Burning Questions: Twitter, Olympic Marketing, Stranger Things

Critical questions about the top marketing and culture topics of the moment.

A socially conscious bird, a major marketing letdown, and a strange summer success story inspire this edition of Burning Questions…

Is Twitter changing the online world (for the better)?

Some big and bold news has been coming out of Twitter recently. First the company announced they are giving every user access to their quality filter to help combat the network’s bullying problem. Then this article from The New York Times revealed Twitter suspended 235,000 accounts in the past 6 months for promoting terrorism. The previously mostly-hands-off network has suddenly taken steps to clean up the tweet streets. Both moves seem like good ones, but the question remains: What will the overall impact be, and will it last?

Twitter Updates

Why was the marketing surrounding the Summer Olympics so boring this year?

Events like the World Cup, Super Bowl, and the Olympics are typically huge boom times for marketers. And yet the marketing around this year’s summer games has been surprisingly, well, ehThis could be the partially the result of rule 40, which prohibits non-sponsor brands from talking about the games and the athletes involved on social media (and, likewise, the athletes from talking about unofficial brand sponsors). But even most of the big brands that are sponsors don’t seem to be doing their best work. There’s a sense of tedium and sameness to it all. This is a major event—so what gives?

Rule 40

How did “Stranger Things” become the entertainment event of the summer?

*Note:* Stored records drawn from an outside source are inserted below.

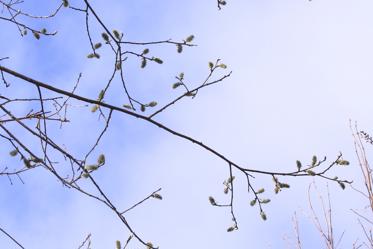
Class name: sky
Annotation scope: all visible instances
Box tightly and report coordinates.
[0,0,373,249]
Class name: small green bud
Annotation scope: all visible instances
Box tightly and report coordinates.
[97,154,105,166]
[91,105,99,112]
[115,61,122,70]
[97,90,105,101]
[209,196,216,206]
[23,158,32,169]
[224,187,229,194]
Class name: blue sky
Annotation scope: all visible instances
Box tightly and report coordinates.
[0,0,373,249]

It’s the summer before a presidential election. The Summer Olympics, a once-every-four-years event, is taking place. Suicide Squad, which had one of the biggest and best movie marketing campaigns in history, is in theaters. And yet it’s an eight-episode Netflix series set in the 1980s that arrived with little fanfare that has taken over the summer conversation. If you haven’t watched the show yet, get on it. If you don’t have a Netflix subscription, get your free month, watch the show, and cancel it. Stranger Things has tapped into something old, new and highly entertaining. It might be the only show that can be equally beloved by 10 year olds, 20 year olds, and 40 year olds. In short: It owns the summer of 2016.